D.C. Circuit Review – Reviewed: Celebrating America250 at the D.C. Circuit Judicial Conference
The D.C. Circuit held its Bench and Bar Judicial Conference in Colonial Williamsburg on June 23-26. In addition to the obligatory session on AI (led by Stanford’s Dan Ho), a review of the Supreme Court term (with Irv Gornstein, Kelsi Corkran, Roman Martinez, and Jeff Wall), and moving tributes to recently departed judges (Judge Urbina by Judge Contreras, Judges Green and Collyer by Judge Friedman, and Judge Buckley by soon-to-be Chief Judge Millett), there were panel discussions examining the major legal developments from the Founding to today.
The Conference also included a dinner at which the American Inns of Court presented me an award. What follows is based on the remarks I offered in response on how best to celebrate America 250:
I am grateful to the American Inns of Court for this award. Seeing my name among the prior recipients brings to mind the Sesame Street song, “One of these things is not like the others. One of these things doesn’t belong.”
The American Inns of Court has been a leader in showing the legal profession the importance of civility in discourse, especially when we disagree about vital matters.

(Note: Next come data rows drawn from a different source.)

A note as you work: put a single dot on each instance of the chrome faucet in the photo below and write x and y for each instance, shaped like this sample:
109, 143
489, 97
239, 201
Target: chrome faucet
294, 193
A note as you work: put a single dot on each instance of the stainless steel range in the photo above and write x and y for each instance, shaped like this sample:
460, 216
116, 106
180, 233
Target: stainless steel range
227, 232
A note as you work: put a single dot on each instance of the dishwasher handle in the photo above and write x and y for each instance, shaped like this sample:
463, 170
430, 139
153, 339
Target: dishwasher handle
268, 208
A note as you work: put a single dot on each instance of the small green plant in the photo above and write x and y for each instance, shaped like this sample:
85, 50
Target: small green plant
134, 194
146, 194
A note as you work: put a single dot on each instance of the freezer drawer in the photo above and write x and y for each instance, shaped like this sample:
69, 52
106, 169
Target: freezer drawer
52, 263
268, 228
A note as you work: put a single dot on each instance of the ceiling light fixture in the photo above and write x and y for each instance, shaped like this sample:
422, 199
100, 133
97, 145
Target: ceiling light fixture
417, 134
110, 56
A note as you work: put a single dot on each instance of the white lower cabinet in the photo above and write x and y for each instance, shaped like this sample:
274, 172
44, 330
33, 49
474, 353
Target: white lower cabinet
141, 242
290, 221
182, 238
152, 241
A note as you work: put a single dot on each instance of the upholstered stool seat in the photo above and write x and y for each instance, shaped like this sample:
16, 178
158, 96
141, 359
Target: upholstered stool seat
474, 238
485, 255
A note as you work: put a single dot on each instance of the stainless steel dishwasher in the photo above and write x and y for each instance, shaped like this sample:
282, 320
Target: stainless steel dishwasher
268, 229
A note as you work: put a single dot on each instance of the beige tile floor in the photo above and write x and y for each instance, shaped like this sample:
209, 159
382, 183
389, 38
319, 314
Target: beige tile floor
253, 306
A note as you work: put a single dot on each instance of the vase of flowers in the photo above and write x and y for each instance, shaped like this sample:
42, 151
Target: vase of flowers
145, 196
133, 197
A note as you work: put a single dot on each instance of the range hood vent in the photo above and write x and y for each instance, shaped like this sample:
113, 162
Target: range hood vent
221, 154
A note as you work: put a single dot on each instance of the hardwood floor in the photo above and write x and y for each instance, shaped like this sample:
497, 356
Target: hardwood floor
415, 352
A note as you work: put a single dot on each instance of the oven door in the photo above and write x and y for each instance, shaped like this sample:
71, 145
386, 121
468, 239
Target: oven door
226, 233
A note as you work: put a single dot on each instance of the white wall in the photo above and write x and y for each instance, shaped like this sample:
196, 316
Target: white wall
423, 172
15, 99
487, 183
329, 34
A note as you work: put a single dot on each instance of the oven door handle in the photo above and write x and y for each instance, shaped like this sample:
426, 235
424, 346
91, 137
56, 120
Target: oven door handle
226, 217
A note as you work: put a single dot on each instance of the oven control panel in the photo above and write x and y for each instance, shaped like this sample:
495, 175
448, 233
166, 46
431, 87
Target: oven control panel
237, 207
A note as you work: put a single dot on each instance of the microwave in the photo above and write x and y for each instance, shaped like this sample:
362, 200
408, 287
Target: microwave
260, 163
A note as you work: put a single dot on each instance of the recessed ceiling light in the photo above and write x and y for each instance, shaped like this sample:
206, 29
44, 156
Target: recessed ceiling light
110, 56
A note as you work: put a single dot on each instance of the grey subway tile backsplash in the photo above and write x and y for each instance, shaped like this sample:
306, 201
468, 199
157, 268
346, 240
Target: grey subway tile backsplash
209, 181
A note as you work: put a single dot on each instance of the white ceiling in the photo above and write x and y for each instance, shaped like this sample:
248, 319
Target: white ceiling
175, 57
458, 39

In a recent op-ed, Alan Hurst, who argued in the Supreme Court the contentious issue of whether states can limit transgender students to participation in school sports based on their biological sex, described the contrast between what took place in the Court and the shouting match that took place outside the court. The former was marked with vigorous but respectful disagreement. The latter was full-throated enmity. As lawyers and judges we are ethically bound to carry on our disagreements over the most contentious issues with civility.[1] We use reasoned arguments, not bullhorns.
But civility is only a good start. Arthur Brooks remarked, “Tell people, ‘My spouse and I are civil to each other,’ and they’ll tell you to get counseling.”[2] Today we need more than civility.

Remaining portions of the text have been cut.